Deep Market Research
Purpose
Most "market research" prompts return a Wikipedia summary plus three obvious competitors. This skill forces a multi-phase scan that ends in an explicit gap analysis, not a list.
The goal: produce a research report a PM can hand to leadership without rewriting, and a gap section that surfaces a real strategic move, not just observations.
When to use
- Entering a new market or category and need a fast structural read
- Evaluating a strategic bet, acquisition, or expansion
- Hunting white space for a new product or feature line
- Pre-PRD: validating that the problem is worth solving at the market level
When NOT to use
- You already know the market well and need a deep technical comparison (use a focused competitor teardown instead)
- The question is about a specific account, not a market (use account research)
- You need real-time pricing or current quarterly data without web access enabled
Inputs
Required:
- Market, category, or product space (e.g. "AI coding assistants for enterprise dev teams")
Optional but improves output:
- Target ICP (industry, company size, role)
- Specific strategic question driving the research
- Constraints (geography, regulation, tech)
- Time horizon (today vs 2-3 year view)
If the user gives only a one-liner, ask for the strategic question driving the research before starting. The shape of the answer depends on it.
Process
Phase 1: Frame the market
- One-paragraph market definition with explicit scope boundaries
- Rough sizing: TAM / SAM / SOM with stated assumptions (call out where numbers are estimates vs sourced)
- Segment map: 3-5 distinct buyer or use-case segments
- Value chain: who creates value, who captures it, where margin pools sit
Phase 2: Competitor mapping
- 10-15 named players grouped by positioning archetype (e.g. "incumbents", "AI-native challengers", "vertical specialists", "open-source")
- For each: one-line positioning, target segment, pricing model, signal of momentum
- Explicitly note where information is uncertain or older than 6 months
Phase 3: Customer evidence
- Common complaints and praise patterns from public sources (G2, Reddit, communities, review sites)
- 3-5 representative direct quotes if available, paraphrased if not
- Recurring jobs-to-be-done customers describe
- What customers report as "missing" or "I wish X existed"
Phase 4: Gap synthesis
The most important phase. Surface:
- Jobs poorly served: where every option fails the customer
- Segment gaps: who is underserved or ignored
- Positioning gaps: archetypes no one is claiming
- Wedge opportunities: narrow entry points with expansion paths
Each gap must include: who, what problem, why incumbents don't solve it, and the risk that they will once it's proven.
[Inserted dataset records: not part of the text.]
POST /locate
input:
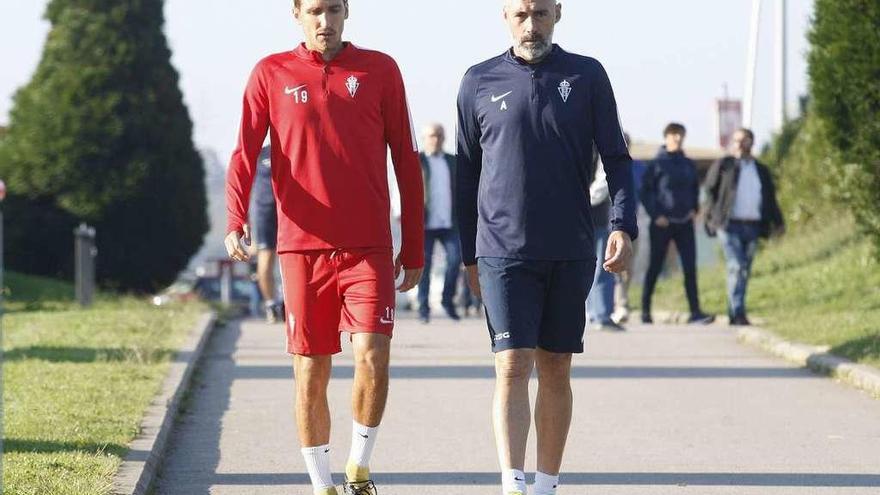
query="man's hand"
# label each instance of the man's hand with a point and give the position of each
(411, 276)
(234, 242)
(618, 252)
(474, 281)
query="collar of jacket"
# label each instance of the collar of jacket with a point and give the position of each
(511, 58)
(315, 58)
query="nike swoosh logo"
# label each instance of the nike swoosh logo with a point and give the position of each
(495, 99)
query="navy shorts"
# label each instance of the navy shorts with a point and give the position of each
(536, 304)
(266, 228)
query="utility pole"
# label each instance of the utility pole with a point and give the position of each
(751, 64)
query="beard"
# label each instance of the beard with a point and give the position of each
(536, 47)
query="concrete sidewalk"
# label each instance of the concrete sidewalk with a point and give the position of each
(658, 410)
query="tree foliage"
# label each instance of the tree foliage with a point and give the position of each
(844, 68)
(100, 134)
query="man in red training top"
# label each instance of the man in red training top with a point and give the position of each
(332, 110)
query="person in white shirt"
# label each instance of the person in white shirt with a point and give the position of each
(742, 208)
(438, 172)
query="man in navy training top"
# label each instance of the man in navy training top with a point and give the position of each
(266, 236)
(527, 122)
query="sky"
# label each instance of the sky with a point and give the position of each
(668, 61)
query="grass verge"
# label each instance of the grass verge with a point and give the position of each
(77, 382)
(819, 285)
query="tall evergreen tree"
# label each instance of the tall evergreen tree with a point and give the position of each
(100, 134)
(845, 86)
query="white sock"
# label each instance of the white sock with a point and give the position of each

Phase 5: Strategic options
- 3 distinct strategic moves a new entrant or existing player could make
- For each: theory of why it wins, what it requires, what kills it
- Explicit tradeoffs - never recommend without naming the cost
Output
A markdown report with these sections:
# [Market] - Deep Research Report
## Market frame
## Sizing (with assumptions)
## Segments
## Competitive landscape
## Customer evidence
## Gap analysis
## Strategic options
## Confidence and gaps in research
The final "Confidence" section is mandatory. Flag everything that's an inference, every estimate, every claim where the underlying source is weak. PMs need to know what's load-bearing.
Common failure modes to avoid
- Listing instead of synthesizing: a list of 15 competitors with descriptions is data, not analysis. Always end with implications.
- Anchoring on famous players: include 3-5 lesser-known specialists, not just the top-of-mind names
- Sizing without assumptions: never produce a TAM number without saying how you got there
- Generic gaps: "better UX" is not a gap. "Enterprise legal teams need on-prem deployment which no major player offers" is a gap.
- Recommendations without tradeoffs: every strategic option has a cost. Name it.
Tools strategy
When web search is available, you MUST use it for Phase 2 (competitor mapping) and Phase 3 (customer evidence). Skipping web search when available is the most common failure mode of this skill and produces stale outputs that won't survive scrutiny at an offsite. The skill is fundamentally about current market state, not historical knowledge.
If web search is genuinely unavailable, lean on training data but flag the confidence level explicitly. Do not pretend to have current data you don't have.